O Governo apresentou a proposta de lei n.º 114/X, que visa solicitar autorização para introduzir alterações no regime jurídico do sector empresarial do Estado.

Segundo o Governo, as alterações propostas pretendem detalhar o articulado da legislação sobre o regime jurídico do sector empresarial do Estado face às debilidades encontradas durante o período de aplicação, harmonizando-o, portanto, com o novo estatuto do gestor público e com o novo Código das Sociedades Comerciais.

As alterações propostas visam, fundamentalmente, a definição de orientações de gestão, o aperfeiçoamento dos procedimentos e das obrigações de informação e a definição de novos modelos de organização empresarial.

Vou debruçar-me sobre três aspectos e fazer três observações.

Primeiro, quanto à definição das orientações de gestão - orientações estratégicas, gerais e específicas -, todas oriundas do Governo, parecem-nos adequadas se, porventura, vierem a dar eficácia ao sector empresarial do Estado e, particularmente, se este passar a funcionar ao serviço do interesse público. No entanto, há que dizer, Sr. Secretário de Estado, que temos algumas dúvidas de que o Governo assuma em pleno este objectivo central.

Segundo, concordamos também com as propostas de alteração às formas e aos períodos de apresentação de informação e controlo, por tornarem a informação disponibilizada mais clara, designadamente no que diz espeito às responsabilidades dos gestores públicos.

Terceiro, relativamente aos novos modelos propostos para a organização dos órgãos de governação das empresas públicas e participadas, a moda actualmente em uso nas sociedades anónimas parece imperar e fazer lei, sem que, nalguns casos, quanto a nós, existam justificações para tal.

Trata-se, portanto, de uma organização por vezes desajustada e complexa face ao tipo e à dimensão das empresas. Existem empresas totalmente públicas, bem como participadas, que não são grandes empresas e em que a aplicação concreta deste modelo porventura poderá ser geradora de empolamento orgânico, de multiplicação de cargos e encargos - e o Sr. Secretário de Estado não comentou esta questão - e, de alguma forma, entrar até em contradição com aquilo que são os objectivos apresentados pelo Governo na sua proposta de lei.

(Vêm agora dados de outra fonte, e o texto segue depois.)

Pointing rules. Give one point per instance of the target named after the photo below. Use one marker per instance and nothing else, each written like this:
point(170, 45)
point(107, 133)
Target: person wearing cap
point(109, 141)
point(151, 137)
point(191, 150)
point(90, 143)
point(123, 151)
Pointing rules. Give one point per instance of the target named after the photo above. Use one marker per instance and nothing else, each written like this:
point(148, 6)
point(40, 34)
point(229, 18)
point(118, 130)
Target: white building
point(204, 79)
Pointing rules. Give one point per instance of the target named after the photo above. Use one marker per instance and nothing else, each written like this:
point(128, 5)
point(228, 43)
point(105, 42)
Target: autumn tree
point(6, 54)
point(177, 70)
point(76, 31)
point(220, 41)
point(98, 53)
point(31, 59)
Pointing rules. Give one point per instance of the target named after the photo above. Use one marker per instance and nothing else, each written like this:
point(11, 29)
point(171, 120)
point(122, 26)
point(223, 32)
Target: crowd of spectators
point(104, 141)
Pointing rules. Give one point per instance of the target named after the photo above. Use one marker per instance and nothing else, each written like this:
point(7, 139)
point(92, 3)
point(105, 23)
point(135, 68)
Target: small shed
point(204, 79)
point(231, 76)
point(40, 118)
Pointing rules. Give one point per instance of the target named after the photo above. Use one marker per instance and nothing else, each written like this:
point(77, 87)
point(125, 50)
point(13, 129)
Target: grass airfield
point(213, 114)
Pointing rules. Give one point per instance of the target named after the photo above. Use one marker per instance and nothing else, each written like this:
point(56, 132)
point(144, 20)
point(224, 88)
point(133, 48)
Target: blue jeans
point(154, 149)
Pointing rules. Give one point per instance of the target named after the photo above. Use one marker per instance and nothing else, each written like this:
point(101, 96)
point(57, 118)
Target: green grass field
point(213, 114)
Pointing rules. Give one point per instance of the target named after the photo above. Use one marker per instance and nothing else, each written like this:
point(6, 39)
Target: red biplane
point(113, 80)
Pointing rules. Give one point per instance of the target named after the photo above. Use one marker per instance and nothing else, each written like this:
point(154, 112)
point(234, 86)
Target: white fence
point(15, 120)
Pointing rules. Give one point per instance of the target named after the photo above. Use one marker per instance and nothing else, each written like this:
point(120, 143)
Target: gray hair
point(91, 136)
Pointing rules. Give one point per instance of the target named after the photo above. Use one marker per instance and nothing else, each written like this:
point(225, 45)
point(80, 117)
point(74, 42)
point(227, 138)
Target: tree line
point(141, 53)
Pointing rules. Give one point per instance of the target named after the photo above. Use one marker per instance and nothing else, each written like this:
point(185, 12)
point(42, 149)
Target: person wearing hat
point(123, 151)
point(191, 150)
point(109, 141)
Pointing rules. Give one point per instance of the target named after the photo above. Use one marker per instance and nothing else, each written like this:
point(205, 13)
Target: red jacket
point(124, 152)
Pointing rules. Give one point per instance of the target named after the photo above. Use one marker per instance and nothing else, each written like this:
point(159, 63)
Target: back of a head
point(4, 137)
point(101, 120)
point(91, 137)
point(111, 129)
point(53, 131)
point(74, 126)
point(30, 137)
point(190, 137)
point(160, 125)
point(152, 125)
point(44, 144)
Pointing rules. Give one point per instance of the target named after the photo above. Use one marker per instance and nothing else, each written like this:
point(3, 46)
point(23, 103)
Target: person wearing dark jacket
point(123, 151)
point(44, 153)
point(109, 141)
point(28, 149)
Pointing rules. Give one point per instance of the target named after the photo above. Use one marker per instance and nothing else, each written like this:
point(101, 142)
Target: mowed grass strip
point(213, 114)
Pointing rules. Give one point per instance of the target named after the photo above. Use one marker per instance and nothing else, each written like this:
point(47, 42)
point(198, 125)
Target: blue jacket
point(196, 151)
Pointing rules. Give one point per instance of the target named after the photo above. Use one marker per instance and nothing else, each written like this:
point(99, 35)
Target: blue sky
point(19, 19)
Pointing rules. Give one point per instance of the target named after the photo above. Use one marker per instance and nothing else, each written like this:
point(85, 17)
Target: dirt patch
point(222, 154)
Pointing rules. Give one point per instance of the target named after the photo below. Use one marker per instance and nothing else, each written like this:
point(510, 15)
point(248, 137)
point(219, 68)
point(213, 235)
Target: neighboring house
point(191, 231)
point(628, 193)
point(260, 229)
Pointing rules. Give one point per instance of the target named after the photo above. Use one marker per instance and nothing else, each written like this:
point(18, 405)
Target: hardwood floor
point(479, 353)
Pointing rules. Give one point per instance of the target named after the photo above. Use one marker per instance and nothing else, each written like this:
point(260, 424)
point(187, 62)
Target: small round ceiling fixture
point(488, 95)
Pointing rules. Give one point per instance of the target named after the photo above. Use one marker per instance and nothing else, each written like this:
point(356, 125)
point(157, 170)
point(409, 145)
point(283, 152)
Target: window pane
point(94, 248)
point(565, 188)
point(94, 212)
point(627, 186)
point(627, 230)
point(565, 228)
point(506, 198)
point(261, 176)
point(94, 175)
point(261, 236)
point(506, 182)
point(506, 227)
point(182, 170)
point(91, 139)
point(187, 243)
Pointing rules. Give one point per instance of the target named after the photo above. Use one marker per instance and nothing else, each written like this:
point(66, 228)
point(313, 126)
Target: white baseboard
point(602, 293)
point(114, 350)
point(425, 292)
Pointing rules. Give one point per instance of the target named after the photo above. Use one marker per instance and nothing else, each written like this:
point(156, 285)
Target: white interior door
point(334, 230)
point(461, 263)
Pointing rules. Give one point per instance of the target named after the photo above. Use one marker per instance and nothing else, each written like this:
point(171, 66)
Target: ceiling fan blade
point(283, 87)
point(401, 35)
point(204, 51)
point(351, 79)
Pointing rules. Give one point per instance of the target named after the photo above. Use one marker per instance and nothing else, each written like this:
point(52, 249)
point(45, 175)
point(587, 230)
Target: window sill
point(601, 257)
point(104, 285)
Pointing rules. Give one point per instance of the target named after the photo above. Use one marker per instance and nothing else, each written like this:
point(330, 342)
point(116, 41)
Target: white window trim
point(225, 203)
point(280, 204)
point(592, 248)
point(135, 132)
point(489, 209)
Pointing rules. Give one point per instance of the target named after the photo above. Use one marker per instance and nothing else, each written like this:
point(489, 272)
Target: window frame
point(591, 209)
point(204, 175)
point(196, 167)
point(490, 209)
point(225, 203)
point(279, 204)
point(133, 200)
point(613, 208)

Devo dizer-lhe, Sr. Secretário de Estado, que a sua resposta quanto aos administradores não executivos é, no mínimo, estranha. É que, pelos vistos, para V. Ex.ª é perfeitamente legítimo e inquestionável copiar tudo o que é do sector privado para o público, tudo o que é do sector privado é obrigatoriamente bom para o sector público.

Não é assim, Sr. Secretário de Estado! E, por mais que o senhor se esforce, ninguém entende porque é que os administradores não executivos devem ter a competência para elaborar relatórios sobre a actividade dos administradores executivos. A não ser que o objectivo seja criar conflitos internos, artificiais muitas vezes, na gestão da própria empresa pública.

Sr. Presidente e Srs. Deputados, a definição de objectivos e orientações, a obrigação de avaliar o respectivo cumprimento e a informação e acompanhamento da gestão de empresas públicas e participadas pode, portanto, quanto a nós, introduzir elementos positivos. Falta, porém, clarificar e precisar as obrigações que todos, Governo e empresas públicas e participadas, têm também para com o País e, designadamente, para com esta Assembleia.

Esta Casa não pode continuar arredada por argumentos formais, usados pelo Governo ou pelas próprias empresas, ou impedida de desempenhar cabalmente as suas competências constitucionais. E, porventura, seria também este o momento para precisar esta obrigação.

Sr. Secretário de Estado, foi esta a questão central que lhe coloquei e à qual o senhor se furtou a responder. É que, Sr. Secretário de Estado, ou assumimos claramente a obrigação de prestar informação a esta Casa sobre o funcionamento e o acompanhamento da gestão das empresas públicas participadas ou não vamos longe quanto ao desempenho das obrigações constitucionais desta Casa.

Finalmente, se os níveis de informação e acompanhamento forem superiores, se as condições para a avaliação do cumprimento das orientações forem as correctas, se a Assembleia da República puder conhecer melhor o desempenho deste sector vital, estarão a ganhar não as empresas públicas ou as empresas participadas, mas estará certamente a ganhar o sector empresarial do Estado e, com ele, o País.